Linear time periodic system approximation based on Floquet and Fourier transformations for operational modal analysis and damage detection of wind turbine

• Published in: Mechanical systems and signal processing Vol. 212; p. 111157
• Main Authors: Cadoret, Ambroise, Goy, Enora Denimal, Leroy, Jean-Marc, Pfister, Jean-Lou, Mevel, Laurent
• Format: Journal Article
• Language: English
• Published: Elsevier Ltd 15.04.2024; Elsevier
• Subjects: Engineering Sciences; Fault detection; Floquet decomposition; Operational modal analysis; Statistics; Subspace methods; Wind turbine; Floquet decomposition; Fault detection; Wind turbine; Subspace methods; Operational modal analysis; Wind Turbine; Subspace Methods; Operational Modal Analysis
• ISSN: 0888-3270; 1096-1216
• DOI: 10.1016/j.ymssp.2024.111157

Operational Modal Analysis (OMA) identifies modal properties of mechanical structures from vibration data collected from a few sensors under operation conditions. These methods are widely used to monitor civil engineering structures that are modeled as time-invariant systems. However, when dealing with wind turbines and rotating machines, many dedicated OMA techniques were developed to deal with the time-periodic behavior. Existing methods pre-process the data to adapt them to classical identification techniques. Yet, these methods present limitations as either requiring a high number of measured rotation periods, assuming the assumption of an isotropic rotor (i.e. undamaged), or the knowledge of the rotational speed.
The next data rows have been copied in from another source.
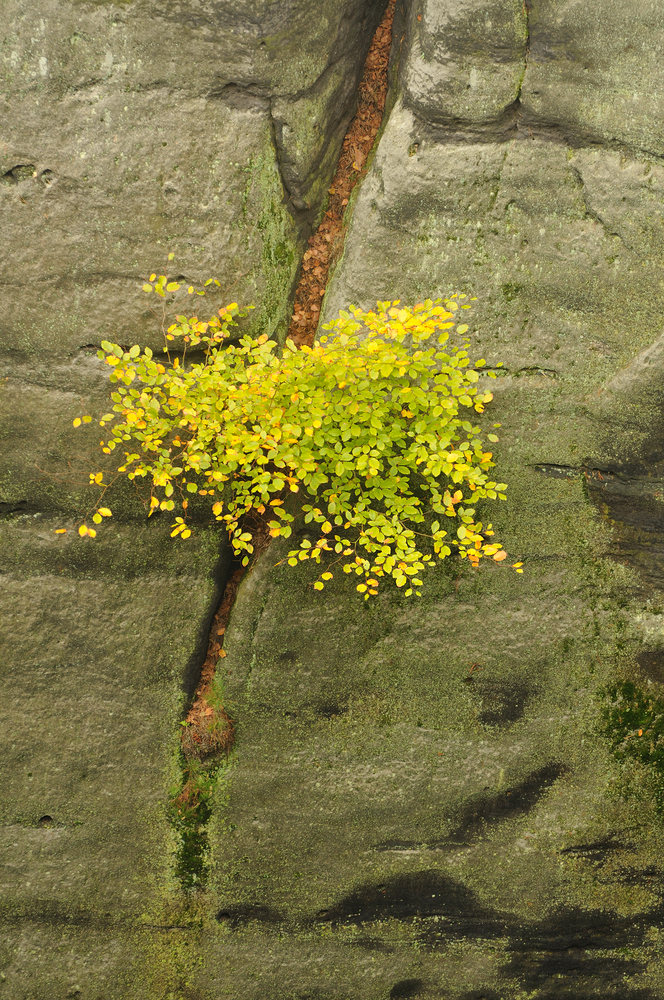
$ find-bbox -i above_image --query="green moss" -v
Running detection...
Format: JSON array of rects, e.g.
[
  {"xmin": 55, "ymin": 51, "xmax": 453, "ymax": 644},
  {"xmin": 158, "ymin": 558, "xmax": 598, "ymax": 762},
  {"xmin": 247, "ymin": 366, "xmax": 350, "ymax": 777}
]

This work proposes to lift these difficulties by proving that the application of the classical system identification methods can produce meaningful estimates for anisotropy monitoring. This observation is based on directly approximating the time-periodic dynamic behavior of the wind turbine as a properly defined time-invariant system under periodic inputs. It results in the possibility of using classical identification methods without modification to retrieve the system matrices of the approximated time-invariant system. This approach does not require knowing the rotor speed, requiring relatively fewer measurements and it is not restricted to isotropic rotors. The identified modes can be used reliably for the monitoring of operating wind turbines and more especially for fault detection, at the expense of losing a part of the complete description of the periodic system. The resulting anisotropy monitoring approach and its capacities are illustrated in two cases. Firstly, on an academic model of a wind turbine and then on an aero-servo-elastic numerical model of a rotating 10 MW wind turbine to demonstrate the ability of the method to deal with realistic and representative data. It is shown for the latest case, from sensors located on the blades of the wind turbine, the approach is able to identify correctly the system properties (frequencies and mode shapes) and is also able to detect efficiently a fault on a blade.